Entretanto, no final da década de 1980, o Banco Mundial defendia a
privatização da oferta de habitações já prontas, e logo tornou-se o megafone
institucional mais poderoso dos programas [que advogam] soluções
microempresariais para a pobreza urbana (2006, pp. 79-80).
A mudança no modo de tratar da questão urbana está atrelada ao conjunto da
“virada cultural” da filosofia e teoria social das últimas décadas: os projetos de reforma
urbana, remoção, reordenamento viário e territorial, sejam eles de inspiração socialistas
ou fascistas ou aqueles realizados em Estados democráticos, são todos tratados como
“autoritários”, como soluções traumáticas para a questão urbana e, por isso, descartados.

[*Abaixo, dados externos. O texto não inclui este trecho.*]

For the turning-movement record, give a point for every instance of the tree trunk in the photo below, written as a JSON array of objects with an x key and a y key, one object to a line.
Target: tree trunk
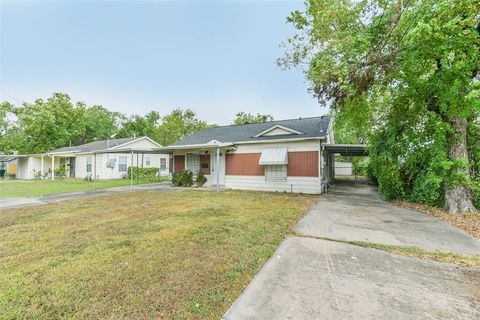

No seu lugar entra o discurso sobre a revalorização da cultura popular, do espaço
comunitário, o fortalecimento dos laços sociais desenvolvidos em meio à pobreza, as
“soluções criativas” e até estéticas dos favelados frente às adversidades sociais e
econômicas. Isto é, o elogio “da práxis dos pobres tornou-se uma cortina de fumaça para
revogar compromissos estatais históricos de reduzir a pobreza e o déficit habitacional”
(Davis, 2006, p. 81). O Estado deixa de ser o principal agente responsabilizado pela
solução dos problemas sociais e passa a ser mero co-participante, entre outros, na
capacitação do indivíduo para resolver seus próprios problemas. O resultado disso é que
as formas privadas de resolução do problema da habitação tornam-se o centro das
políticas públicas, que se limitam a outorgar a terceiros a gestão urbana, como o
financiamento privado das habitações, a concessão de obras para empreiteiras, o
fomento à ação das ONGs, enfim, todas as medidas de terceirização e privatização do
enfrentamento do problema habitacional entram na ordem do dia.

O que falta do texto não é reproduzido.